Cuando llegó a su despacho llamó a Eusebio por el móvil y le preguntó qué había descubierto. El agente le respondió que la Guardia Civil le había impedido acceder al informe del médico forense, pero que él había mantenido una larga conversación con uno de los guardias y éste, extraoficialmente, le había confesado que no entendía muy bien los términos en que estaba redactado el informe, pero que creyó entender que la muerte del enmascarado se produjo sobre las once de la noche, y que ya estaba muerto cuando cayó al mar.

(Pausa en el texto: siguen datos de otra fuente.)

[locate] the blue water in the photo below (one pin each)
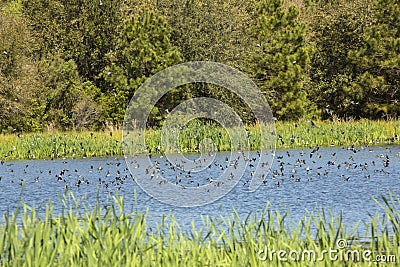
(342, 180)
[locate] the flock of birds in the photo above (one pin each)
(295, 165)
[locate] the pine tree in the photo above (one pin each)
(281, 58)
(378, 60)
(143, 48)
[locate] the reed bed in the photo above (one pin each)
(301, 134)
(109, 236)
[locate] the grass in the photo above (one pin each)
(49, 145)
(109, 236)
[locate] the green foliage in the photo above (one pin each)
(70, 104)
(301, 134)
(83, 31)
(110, 235)
(310, 57)
(378, 59)
(281, 59)
(143, 48)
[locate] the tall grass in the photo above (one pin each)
(289, 135)
(109, 236)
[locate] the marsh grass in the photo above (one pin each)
(109, 236)
(288, 135)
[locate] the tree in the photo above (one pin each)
(378, 59)
(82, 30)
(18, 105)
(142, 49)
(280, 59)
(70, 103)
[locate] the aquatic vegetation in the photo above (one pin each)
(49, 145)
(110, 236)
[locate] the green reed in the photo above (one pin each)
(112, 237)
(49, 145)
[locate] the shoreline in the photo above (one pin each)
(290, 135)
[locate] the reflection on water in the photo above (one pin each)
(301, 180)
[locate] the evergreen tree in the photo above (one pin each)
(378, 60)
(337, 29)
(142, 49)
(281, 58)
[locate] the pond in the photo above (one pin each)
(301, 180)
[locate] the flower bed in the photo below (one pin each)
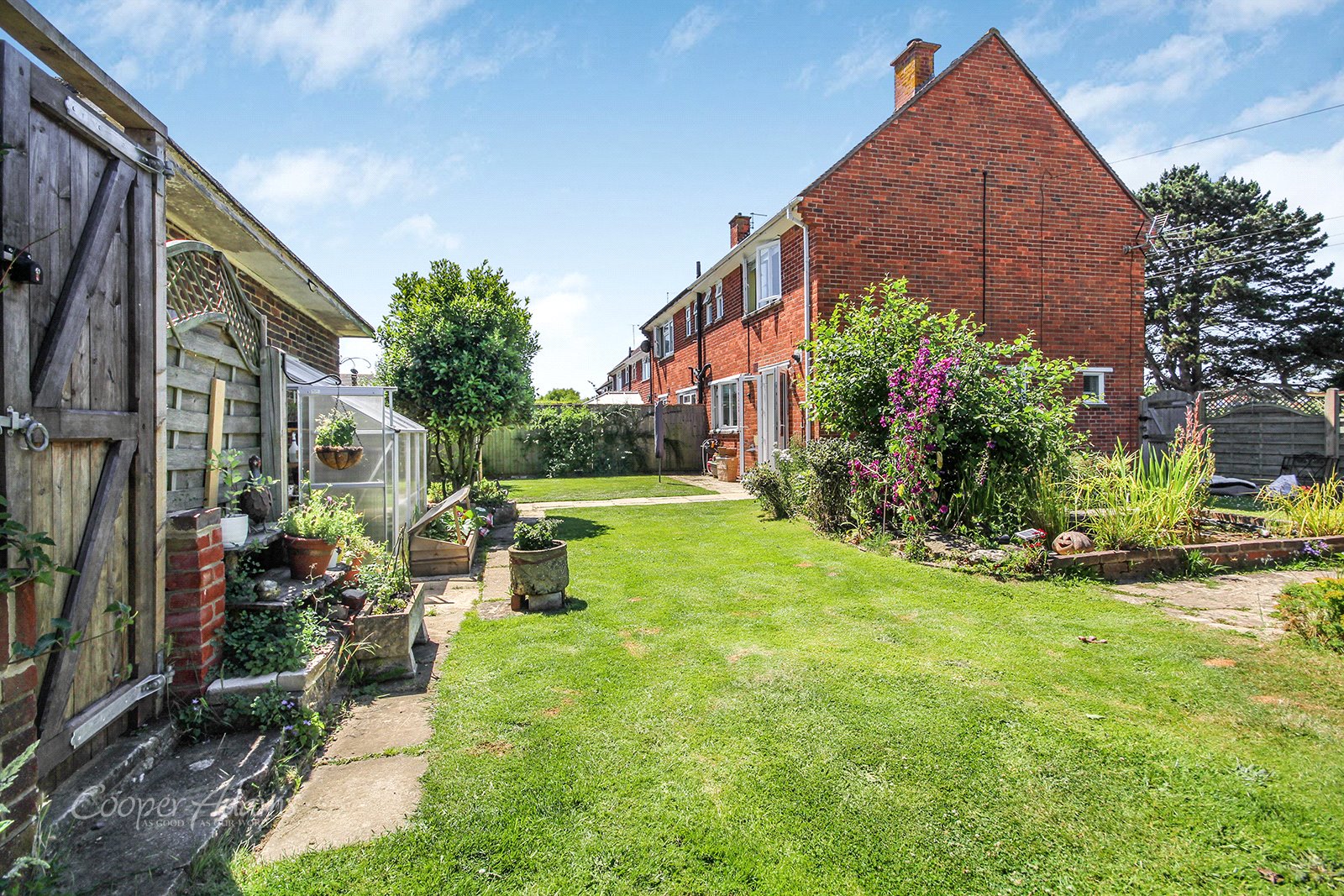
(1245, 553)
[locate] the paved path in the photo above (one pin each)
(721, 492)
(1236, 602)
(367, 778)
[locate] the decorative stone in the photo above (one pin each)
(1072, 542)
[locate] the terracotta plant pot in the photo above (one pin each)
(309, 558)
(340, 457)
(353, 573)
(541, 575)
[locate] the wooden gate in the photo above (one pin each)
(81, 352)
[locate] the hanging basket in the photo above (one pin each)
(340, 457)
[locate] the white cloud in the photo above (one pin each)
(163, 40)
(1324, 94)
(562, 316)
(870, 56)
(694, 27)
(423, 231)
(322, 42)
(1296, 176)
(1256, 15)
(302, 181)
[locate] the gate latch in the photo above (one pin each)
(35, 436)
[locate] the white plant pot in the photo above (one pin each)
(234, 528)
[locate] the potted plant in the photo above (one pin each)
(492, 496)
(538, 566)
(233, 524)
(313, 530)
(338, 443)
(394, 614)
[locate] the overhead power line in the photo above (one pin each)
(1223, 264)
(1229, 134)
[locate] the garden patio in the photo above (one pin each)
(732, 705)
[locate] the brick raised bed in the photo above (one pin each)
(1247, 553)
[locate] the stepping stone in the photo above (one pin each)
(386, 723)
(346, 805)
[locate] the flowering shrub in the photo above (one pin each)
(963, 432)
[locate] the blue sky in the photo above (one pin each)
(597, 149)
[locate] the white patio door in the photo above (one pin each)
(772, 414)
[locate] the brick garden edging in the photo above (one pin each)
(1117, 566)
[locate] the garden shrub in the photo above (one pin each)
(1316, 611)
(772, 490)
(1312, 511)
(960, 432)
(259, 642)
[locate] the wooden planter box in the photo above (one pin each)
(385, 640)
(432, 557)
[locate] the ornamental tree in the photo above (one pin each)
(1234, 293)
(459, 347)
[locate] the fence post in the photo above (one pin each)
(1332, 425)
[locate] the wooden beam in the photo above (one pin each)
(214, 441)
(78, 605)
(76, 425)
(42, 39)
(53, 365)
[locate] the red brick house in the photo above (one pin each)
(984, 194)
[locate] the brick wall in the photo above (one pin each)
(286, 325)
(195, 593)
(984, 161)
(18, 721)
(990, 203)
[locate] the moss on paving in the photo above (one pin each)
(600, 488)
(743, 707)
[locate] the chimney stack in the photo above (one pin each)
(914, 69)
(739, 228)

Eusebio le informó de que en ese momento él se encontraba en la sala de control aéreo del cuartel militar de la Sierra del Aljibe, intentando descubrir la identidad de las tres aeronaves que volaron desde Estepona y Marbella hasta Castellar la noche anterior. Había escuchado la grabación de los mensajes realizados entre las aeronaves y su contacto, pero estaban en un idioma desconocido para los militares del control y no alcanzaron a descifrarlos.

—Bueno, permanece ahí y apunta todos los datos: clase de aeronave, identidad del propietario y las horas en que fueron detectados los vuelos. Creo que eran los helicópteros de que hablamos. El enmascarado fue arrojado al mar desde uno de ellos, seguramente lo recogieron en el castillo y se deshicieron de él para no dejar huellas de la operación: no llevaba documentos, era ilegal y nadie iba a reclamar su cuerpo. La investigación la lleva la guardia Civil, y mientras ellos están ocupados vigilando a un herido grave en el hospital, nosotros seguiremos nuestra pista principal: los embutidos.

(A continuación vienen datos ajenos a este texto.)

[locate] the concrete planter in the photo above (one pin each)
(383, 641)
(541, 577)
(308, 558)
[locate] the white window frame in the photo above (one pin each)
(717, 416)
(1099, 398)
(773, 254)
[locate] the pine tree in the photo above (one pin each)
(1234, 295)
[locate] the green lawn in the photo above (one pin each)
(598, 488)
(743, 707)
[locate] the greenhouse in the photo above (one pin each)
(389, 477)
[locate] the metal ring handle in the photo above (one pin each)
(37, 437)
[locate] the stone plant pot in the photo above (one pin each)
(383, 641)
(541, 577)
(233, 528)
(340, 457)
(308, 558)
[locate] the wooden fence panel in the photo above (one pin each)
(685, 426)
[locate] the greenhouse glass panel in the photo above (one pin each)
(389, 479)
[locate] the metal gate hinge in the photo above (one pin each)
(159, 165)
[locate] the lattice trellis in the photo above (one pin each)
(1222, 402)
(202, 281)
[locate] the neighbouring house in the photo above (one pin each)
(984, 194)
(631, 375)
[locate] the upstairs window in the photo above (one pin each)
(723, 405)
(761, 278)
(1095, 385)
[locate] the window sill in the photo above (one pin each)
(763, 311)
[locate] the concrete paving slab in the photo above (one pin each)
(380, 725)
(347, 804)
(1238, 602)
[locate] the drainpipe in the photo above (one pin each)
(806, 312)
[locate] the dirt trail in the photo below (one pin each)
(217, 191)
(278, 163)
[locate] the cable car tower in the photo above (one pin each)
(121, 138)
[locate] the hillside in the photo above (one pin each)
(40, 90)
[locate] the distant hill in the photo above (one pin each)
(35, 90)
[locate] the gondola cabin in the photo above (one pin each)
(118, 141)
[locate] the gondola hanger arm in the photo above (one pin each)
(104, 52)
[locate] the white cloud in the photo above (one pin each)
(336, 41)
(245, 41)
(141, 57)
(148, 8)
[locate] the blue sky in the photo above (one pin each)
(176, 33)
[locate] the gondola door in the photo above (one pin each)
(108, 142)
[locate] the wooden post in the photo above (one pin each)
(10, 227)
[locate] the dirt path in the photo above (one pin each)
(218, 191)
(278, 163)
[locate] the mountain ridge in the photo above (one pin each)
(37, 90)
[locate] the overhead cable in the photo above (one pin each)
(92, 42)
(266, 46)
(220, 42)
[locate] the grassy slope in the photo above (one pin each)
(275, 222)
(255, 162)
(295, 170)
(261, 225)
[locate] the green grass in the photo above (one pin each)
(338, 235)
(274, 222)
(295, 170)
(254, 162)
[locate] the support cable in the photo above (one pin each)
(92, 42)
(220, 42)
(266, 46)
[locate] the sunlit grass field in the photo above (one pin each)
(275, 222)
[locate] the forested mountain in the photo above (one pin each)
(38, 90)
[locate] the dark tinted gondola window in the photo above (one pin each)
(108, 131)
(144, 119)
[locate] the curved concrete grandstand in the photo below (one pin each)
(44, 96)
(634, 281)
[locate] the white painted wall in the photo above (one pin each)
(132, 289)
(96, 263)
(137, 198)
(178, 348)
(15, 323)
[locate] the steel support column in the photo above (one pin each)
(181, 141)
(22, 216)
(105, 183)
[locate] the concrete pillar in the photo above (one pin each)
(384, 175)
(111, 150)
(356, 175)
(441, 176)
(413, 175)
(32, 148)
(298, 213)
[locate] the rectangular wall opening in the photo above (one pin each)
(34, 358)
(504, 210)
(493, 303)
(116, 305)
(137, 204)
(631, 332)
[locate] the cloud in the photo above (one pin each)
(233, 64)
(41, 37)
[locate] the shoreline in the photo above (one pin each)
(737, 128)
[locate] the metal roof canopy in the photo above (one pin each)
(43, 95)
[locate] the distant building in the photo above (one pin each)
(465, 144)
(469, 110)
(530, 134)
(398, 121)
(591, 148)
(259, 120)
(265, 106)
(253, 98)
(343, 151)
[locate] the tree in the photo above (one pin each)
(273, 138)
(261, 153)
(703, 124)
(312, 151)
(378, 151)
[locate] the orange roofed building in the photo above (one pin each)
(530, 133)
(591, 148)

El comisario llamó al domicilio de Juan López, uno de los agentes que le habían acompañado la noche anterior, que disfrutaba de su turno de descanso, y le dijo que se reuniese con él para ir a visitar a doña Isabel e interrogarla.

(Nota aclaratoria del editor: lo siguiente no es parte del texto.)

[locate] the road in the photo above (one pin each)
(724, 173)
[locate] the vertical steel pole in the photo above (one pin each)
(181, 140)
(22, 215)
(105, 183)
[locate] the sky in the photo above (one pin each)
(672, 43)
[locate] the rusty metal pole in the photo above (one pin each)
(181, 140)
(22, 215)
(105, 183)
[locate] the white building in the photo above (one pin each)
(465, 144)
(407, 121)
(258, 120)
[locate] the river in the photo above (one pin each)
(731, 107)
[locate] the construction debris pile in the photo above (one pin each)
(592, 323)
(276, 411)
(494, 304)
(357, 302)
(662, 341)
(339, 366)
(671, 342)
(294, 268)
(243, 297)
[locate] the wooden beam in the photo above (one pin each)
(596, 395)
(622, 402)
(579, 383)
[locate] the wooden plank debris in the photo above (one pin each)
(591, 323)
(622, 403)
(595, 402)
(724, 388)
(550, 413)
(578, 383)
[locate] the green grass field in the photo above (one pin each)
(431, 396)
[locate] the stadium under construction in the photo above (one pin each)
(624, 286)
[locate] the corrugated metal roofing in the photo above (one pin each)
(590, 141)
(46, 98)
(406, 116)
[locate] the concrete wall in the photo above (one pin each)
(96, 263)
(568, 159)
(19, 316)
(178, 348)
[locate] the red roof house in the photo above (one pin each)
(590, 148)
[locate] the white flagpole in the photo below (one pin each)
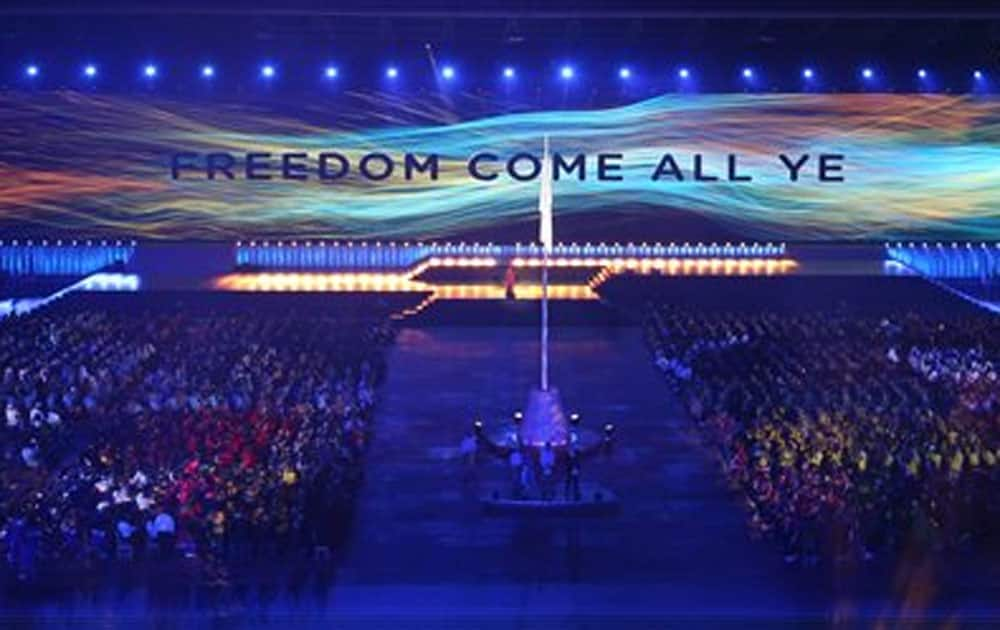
(545, 236)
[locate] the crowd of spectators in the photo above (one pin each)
(846, 434)
(208, 434)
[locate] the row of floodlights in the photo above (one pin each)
(712, 246)
(61, 243)
(447, 72)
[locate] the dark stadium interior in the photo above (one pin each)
(499, 404)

A las tres de la tarde, cuando el pueblo de Tarifa mostraba sus calles desiertas y cerradas sus tiendas, y sus habitantes se disponían a comer y a disfrutar de la siesta, los dos agentes de policía llamaron a la puerta de la casa de Isabel, la viuda. Ésta les invitó a entrar en la casa. Antes de cerrar la puerta, Isabel miró hacia ambos lados de la calle, intuyendo alguna mirada curiosa tras las persianas y visillos que cubrían las puertas y ventanas de las casas vecinas, preocupada por las habladurías que podrían producirse a causa de esa visita. Muy alterada, se volvió hacia los policías y, ansiosa por oír lo que los visitantes venían a decirle, les preguntó:

—¿A qué se debe su visita? ¿Han averiguado algo sobre mi hijo o sobre el detective?